Desde muito cedo compreendemos que éramos profundamente diferentes. Ela gosta de pintura. Eu sei disso. Eu tenho um fascínio genuíno por dinheiro e gente rica. Ela também sabe disso. Embora tudo apontasse para um choque imediato de personalidades, as nossas almas sentiram que ninguém, por si só, é compatível com um único ser humano em todo o nosso vasto e azul planeta. Cognoscentes desta realidade, resolvemos alargar deliberadamente as nossas esferas de individualidade, unindo-nos apenas nas ocasiões estritamente necessárias, digo, estritamente necessárias. Quando quero sair saio. Não dou satisfações a ninguém. Ela tem a mesma liberdade. Por isto mesmo, o tempo que passamos juntos é sempre maravilhoso e cheio de novidades, incólume a toda essa pestilência sentimental de que se nutrem as relações doentias.
Não contamos as nossas desilusões, nem os nossos desejos. Mesmo as nossas virtudes parecem sair discretamente pela porta das traseiras quando nos inebriamos apenas com a presença um do outro. Foi desta engenhosa maneira que racionalizamos a nossa relação.
Às vezes ela chega tarde e embriagada. Deduz, presumo, que àquela hora já estarei a dormir o sono dos justos. Mas não. Tenho o péssimo hábito (que nunca lhe contei), de acordar todos os dias, pontualmente, às seis horas da manhã, deixando o meu corpo repousado na cama até à hora de ir para o trabalho, enquanto a minha mente vaguei pelos locais mais insuspeitos. Sinto que ela se aproxima da cama e me observa, embora eu não a veja. Quando finalmente se deita, depois de arrastar vagarosamente as suas roupas para fora do corpo, uma miscelânea de cheiros invade o nosso leito quase conjugal: álcool, tabaco (muito) e sexo (muito). Percebo imediatamente que anda a dormir com outro ou outros homens. Não lhe pergunto nada nem a censuro por isso. Afinal também não sou nenhum santo.
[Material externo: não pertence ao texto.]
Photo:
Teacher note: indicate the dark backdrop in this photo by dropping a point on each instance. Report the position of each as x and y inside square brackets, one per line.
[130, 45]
Recordo que acontece também o contrário. Quando chego a casa e a encontro prostrada no sofá, sei imediatamente que algum dos seus encontros furtivos falhou à última da hora, facto que, por um milésimo de segundo me provoca aquilo a que vulgarmente se chama prazer. Ela pergunta-me qualquer coisa muito rápida, e quando ouve uma qualquer sms chegar vitoriosa ao meu telemóvel, sinto no seu olhar algo a que podemos chamar ciúme, embora se desvaneça rapidamente.
Foi num desses momentos em que, não há muito tempo, resolvi partilhar o sofá com ela. Coloquei-me por detrás e abracei-a. Tentei-a beijar e ela recusou. Conformado, encostei o meu ouvido ao seu peito, e pareceu-me mesmo que ouvia uma espécie de gotejar inaudível na sua respiração. Essa cadência fluía para um charco sem fundo, de onde se esvaía uma fumaça que rapidamente inundava a sala de estar. Nela pairavam nomes sem corpo, corpos sem nome… vidas e indulgências fingidas. Senti-me como que aturdido. Levantei-me bruscamente e dirigi-me à varanda para fumar um cigarro. Enquanto assim fazia, pensava em como as grandes cidades e civilizações forjaram os seus gloriosos impérios em planícies e vales ricos em água, que só por um grande acaso normalmente se localizam sobre falhas tectónicas, locais de risco elevado para a ocorrência de sismos e erupções vulcânicas. Pensava também nos mistérios do corpo e do ser humano, e de como neste século em que graças às maravilhas da ciência médica, nos achamos condenados a uma longa vida. Na minha mente, milhares de terminações nervosas e fluxos arteriais teciam o labirinto infinito do ciclo vital, enredado num fluxo agora muito bem conhecido da ciência, ao mesmo tempo que pensava que fenómenos raros como a alergia à água (algo insólito tendo em conta que o nosso corpo é constituído em sessenta por cento deste elemento), continua tão misterioso como há quinhentos anos atrás.
O último episódio que guardo destas demonstrações de fraqueza aconteceu quando há pouco ela se cruzou comigo. A pobre não me viu, nem podia ver uma vez que uma larga avenida nos separava. Reparei nela por acaso. Vi que se entretinha a olhar para uma montra qualquer, com ar inocente e distraído. Nesse momento senti um abalo e um aperto enormes no peito que por pouco não me fez desfalecer. Nauseado, agarrei-me a um poste de iluminação pública e tentei recuperar o equilíbrio. Durante breves segundos, o meu cérebro implodiu num turbilhão terrível, até que me restabeleci. Voltei a cabeça para o local onde a vira, recobrei os sentidos e a vida voltou ao seu trilho.